Cette approche modulaire, semblable à l'informatique distribuée, pourrait offrir une voie plus réalisable. Cependant, le contrôle des qubits et la réduction des taux d'erreur demeurent des obstacles scientifiques majeurs.
Alors que l'informatique quantique vise à repousser les limites de la puissance, l'informatique neuromorphique se concentre sur l'efficacité. En imitant l'architecture du cerveau—neurones impulsionnels, voies parallèles, réponses adaptatives—les puces neuromorphiques offrent un traitement en temps réel à très faible consommation d'énergie, particulièrement utile en périphérie.
Cette approche est prometteuse pour les systèmes autonomes comme les satellites, drones et technologies de défense, où les contraintes d'énergie et de taille rendent le matériel d'IA conventionnel non viable. « L'informatique neuromorphique concerne vraiment l'efficacité énergétique », a déclaré Florian Corgnou, co-fondateur de Neurobus, une entreprise du programme CDL-Paris, « c'est essentiel pour activer la prochaine génération de systèmes autonomes. »
Dans un monde où les modèles d'IA nécessitent de plus en plus d'énergie et de puissance de calcul, les systèmes neuromorphiques pourraient aider à décentraliser l'intelligence en traitant les données localement, au lieu de s'appuyer sur des centres de données cloud, gourmand en énergie.
L'informatique photonique, qui utilise des photons au lieu d'électrons pour traiter l'information, propose un changement radical. Contrairement aux puces traditionnelles, les processeurs photoniques peuvent transmettre des données à la vitesse de la lumière avec une perte minimale de chaleur et d'énergie.
C’est particulièrement prometteur pour les charges de travail en IA et en data à grande échelle, où la rapidité et l'efficacité thermique font toute la différence. Toutefois, intégrer des composants photoniques dans l'infrastructure existante à base de silicium reste un défi d'ingénierie complexe.

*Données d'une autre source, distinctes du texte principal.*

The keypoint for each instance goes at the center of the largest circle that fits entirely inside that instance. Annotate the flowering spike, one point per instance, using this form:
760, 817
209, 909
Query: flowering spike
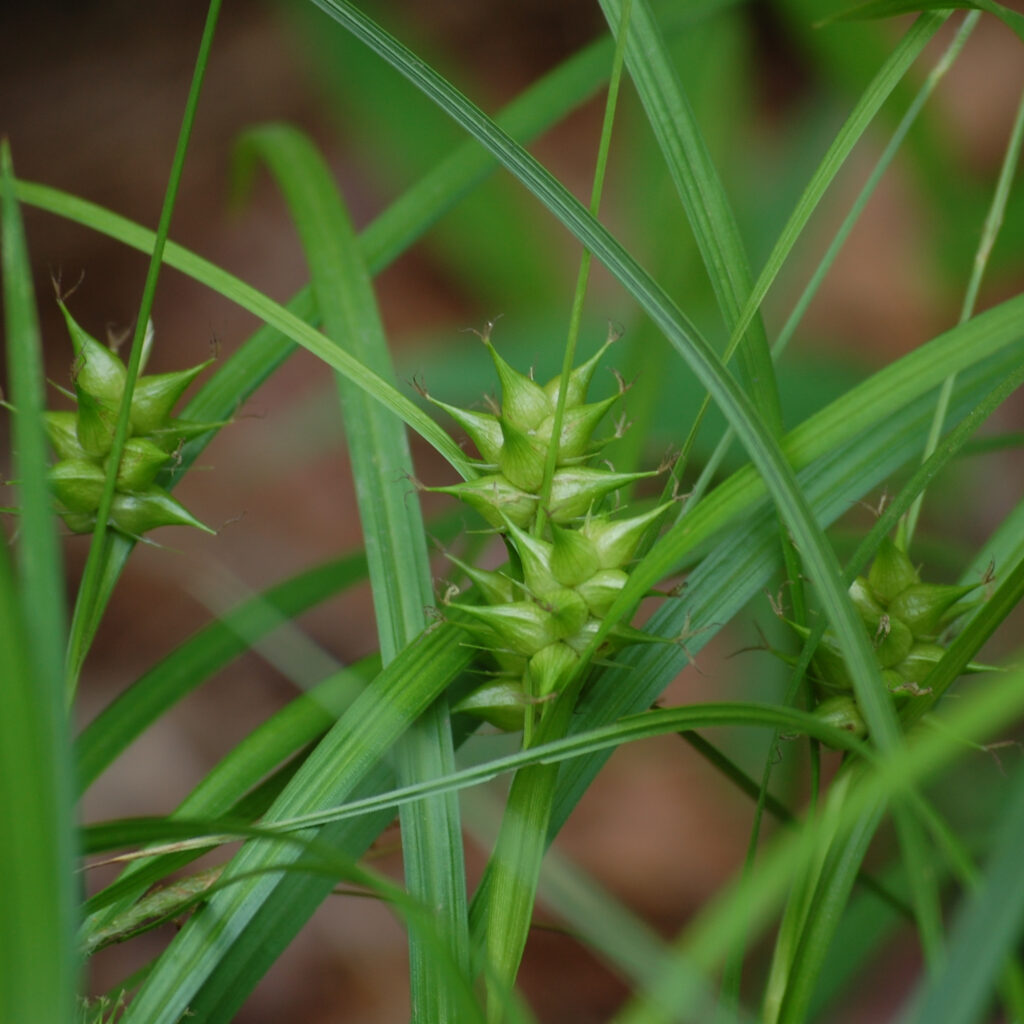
495, 498
501, 704
519, 626
61, 429
842, 713
482, 428
580, 379
863, 600
601, 590
535, 554
567, 608
96, 423
139, 464
135, 514
924, 605
615, 540
579, 425
920, 662
155, 396
521, 458
891, 571
78, 484
893, 641
496, 587
98, 371
524, 403
576, 489
573, 557
550, 669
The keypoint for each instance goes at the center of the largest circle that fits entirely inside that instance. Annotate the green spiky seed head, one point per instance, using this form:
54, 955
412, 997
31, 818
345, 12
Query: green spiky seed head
579, 425
483, 429
136, 514
616, 540
524, 403
573, 557
139, 464
78, 484
521, 627
868, 608
97, 372
920, 662
601, 590
580, 379
567, 609
577, 491
521, 458
61, 431
891, 572
95, 425
923, 606
154, 397
550, 669
892, 640
842, 713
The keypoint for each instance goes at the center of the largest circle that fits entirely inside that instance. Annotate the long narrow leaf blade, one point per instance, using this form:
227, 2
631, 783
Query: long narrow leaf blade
38, 966
393, 534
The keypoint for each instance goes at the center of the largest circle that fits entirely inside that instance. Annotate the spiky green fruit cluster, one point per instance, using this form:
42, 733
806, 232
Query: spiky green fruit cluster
541, 611
904, 619
82, 439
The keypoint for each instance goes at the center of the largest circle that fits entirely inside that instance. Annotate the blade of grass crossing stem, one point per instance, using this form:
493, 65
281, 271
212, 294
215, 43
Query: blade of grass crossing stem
393, 535
200, 656
84, 619
709, 938
232, 779
993, 221
986, 932
39, 966
892, 8
740, 564
702, 196
522, 838
213, 956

Bien que moins mature que les solutions quantiques ou neuromorphiques, l'informatique photonique gagne l'attention en tant que couche complémentaire dans les futurs systèmes hybrides de calcul.
Semi-conducteurs de nouvelle génération et convergence logiciel-matériel
Des puces spécialisées telles que les GPU et TPU aux processeurs d'IA en périphérie et ASIC sur mesure, nous entrons dans une ère de co-conception matériel-logiciel. Les systèmes sont conçus dès le départ pour soutenir des types spécifiques d'intelligence. Derrière chaque avancée en IA se pose la question suivante : Quel matériel la soutient ?
Comme l'a dit Alan Lau, cofondateur de Two Small Fish Ventures :
« L'IA existe depuis des décennies, mais la convergence que nous observons aujourd'hui entre le matériel et les logiciels est relativement récente. L'informatique de pointe, la robotique, l'IA générative... exigent toutes un type différent de pile matérielle. Il y a encore beaucoup de choses à comprendre »
Cette convergence est motivée par un changement des charges de travail de l'IA, passant des centres de données cloud aux environnements en périphérie. Elle répond au besoin de systèmes flexibles, à faible latence et haute performance, capables d'exécuter l'IA au plus près de la génération des données.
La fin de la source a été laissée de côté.